There’s no denying the sustainable investing trend’s momentum. Whether you define it as ESG (environmental, social and governance) or SRI (sustainable, responsible and impact), the growth is impressive. In the executive summary to its 2016 report, “U.S. Sustainable, Responsible and Impact Investing Trends,” the USSIF Forum for Sustainable and Responsible Investment estimated that “total U.S.-domiciled assets under management using SRI strategies grew from $6.57 trillion at the start of 2014 to $8.72 trillion at the start of 2016.” USSIF noted, “These assets now account for more than one out of every five dollars under professional management in the United States.”

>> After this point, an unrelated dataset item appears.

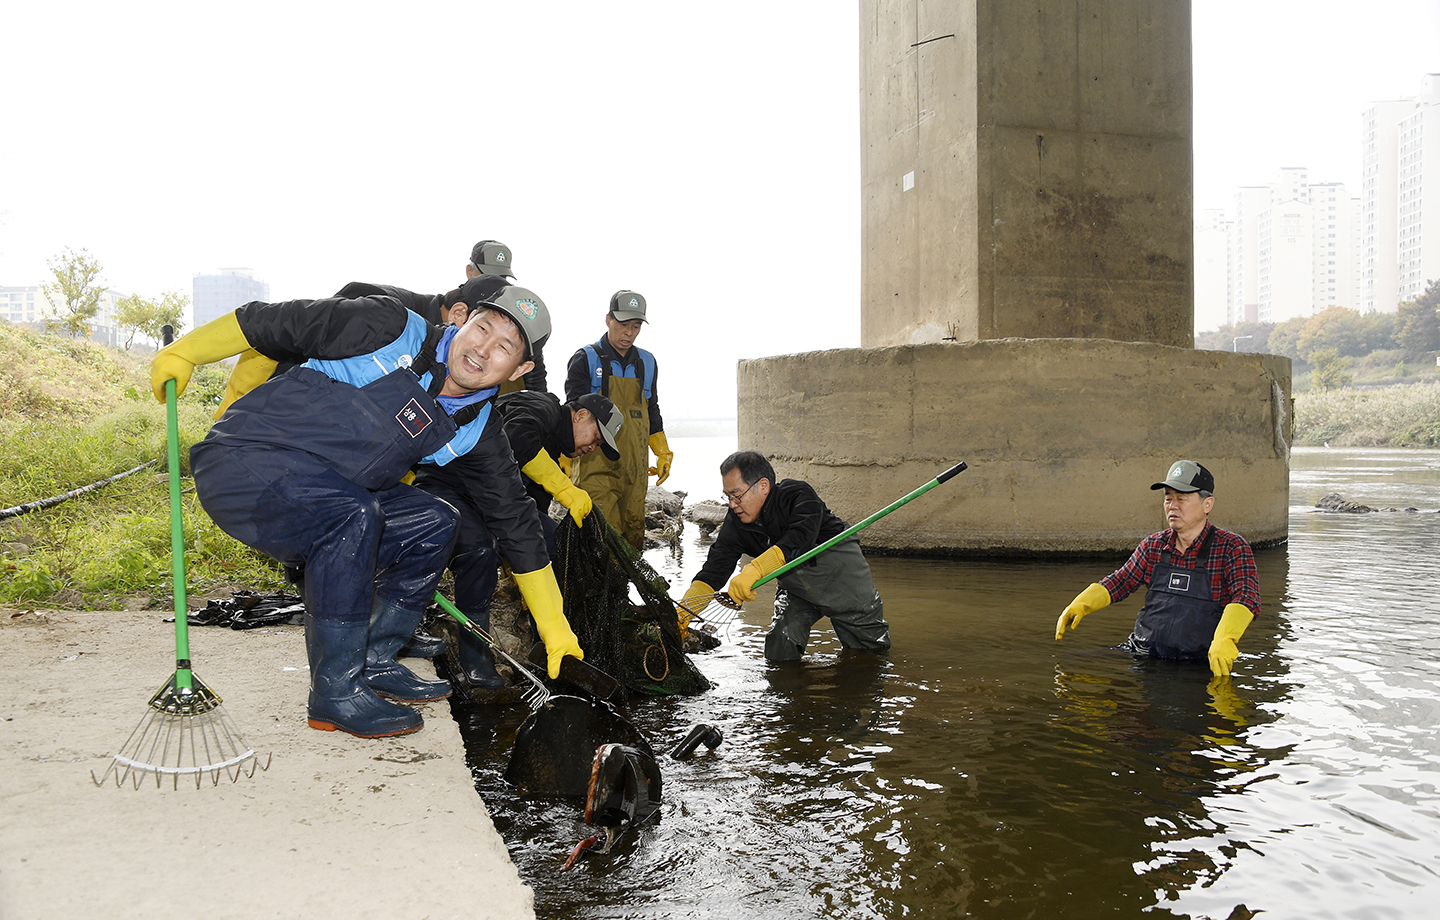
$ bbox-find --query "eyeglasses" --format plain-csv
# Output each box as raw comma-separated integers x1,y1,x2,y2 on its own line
722,482,756,507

That’s serious money, but contrast that result with Vanguard’s most recent annual defined contribution plan analysis, “How America Saves 2016.” That study found only 9 percent of Vanguard’s DC plans offered a socially responsible investing option, with the range of participation ranging from 7 percent for plans with fewer than 500 participants to 18 percent among the 5,000-plus participant plans. Nineteen percent of all participants had access to an SRI option, but only 3 percent of that group invested in their plan’s offering. The overall result: Just 1 percent of all participants were investing in SRI through their plans.
The 2017 update to Vanguard’s report hasn’t been released yet, but even if it shows increased uptake of SRI options, participation is unlikely to approach the growth reported in the USSIF survey. So, what’s behind the discrepancy between overall and DC plan SRI-adoption? I recently asked Jason Shapiro, a senior defined contribution investment consultant at Willis Towers Watson in New York City, to share his insights on this topic. In addition to working directly with plan sponsors, Shapiro sits on the firm’s contribution steering committee, a role that gives him insight into Willis Towers Watson’s broader clientele.
Barriers to Adoption
Shapiro believes several factors have slowed ESG/SRI options’ adoption. The Department of Labor’s (DOL) 2008 cautionary guidance on ESG investments appeared to discourage sponsors, even if that result was unintended. An updated 2015 DOL interpretive bulletin clarified the guidance, which could lead to greater adoption, but the regulations create an “additional layer of considerations when thinking about ESG,” he says.
A second barrier has been accommodating participants’ variety of preferences for ESG/SRI focus. For example, one group of employees might be interested in environmental causes while another cohort is concerned with corporations’ governance practices. Should a sponsor offer funds that work to counter climate change or those advocating for U.S. businesses to pay higher wages in countries to which they’ve outsourced production?
The Self-Directed Option
Although a single ESG/SRI fund can focus on multiple themes, it’s difficult to accommodate participants’ differing values and preferences without offering multiple investment options. A proliferation of funds runs counter to the current trend of streamlining plans menus, Shapiro notes, and many sponsors are hesitant to increase the number of core offerings. “If you were going to use the core lineup there are a number of decision points which you’d have to answer,” he says. “Do you go active or passive? Do you have an equity-only option or do you have ESG, social or economically targeted investments in multiple asset classes, [where] again, you worry about the number of options that you’d end up with. What are your selection criteria? Are there asset misallocation considerations when you think about participant behavior?”
One solution gaining traction with sponsors is to offer a self-directed brokerage account within the plan. That option can give participants access to multiple ESG/SRI investments on the provider’s platform without bulking up the plan’s core lineup. Willis Towers Watson’s latest research finds that 34 percent of plans now offer these accounts.
Instead of approaching the ESG/SRI-option decision solely from a personal values perspective, framing it as a financial value decision offers more potential for increased adoption because the sustainability focus offers return opportunities, he adds. “Certainly, [you] can make a case that those companies [with] an ESG framework, thinking about long-term sustainability can potentially be said to have a competitive business advantage,” he says.
The research on corporate financial and investment results supports Shapiro’s contention. Numerous studies have found that sustainable investing does not diminish performance increase risk compared to traditional strategies. Some studies have found that a corporate focus on sustainability improves financial results and the investment risk-return trade-off. The USSIF Performance & SRI webpage provides links to many of these studies.
Considering the ESG/SRI option from a combined investment and values perspective could increase sponsors’ and participants’ interest, says Shapiro. “When that ties into your investment beliefs and you as a sponsor or investor can see the financial value in that, then you can really start to integrate these types of considerations into your current investment process. I think that may be a nice meeting place for defined contribution.”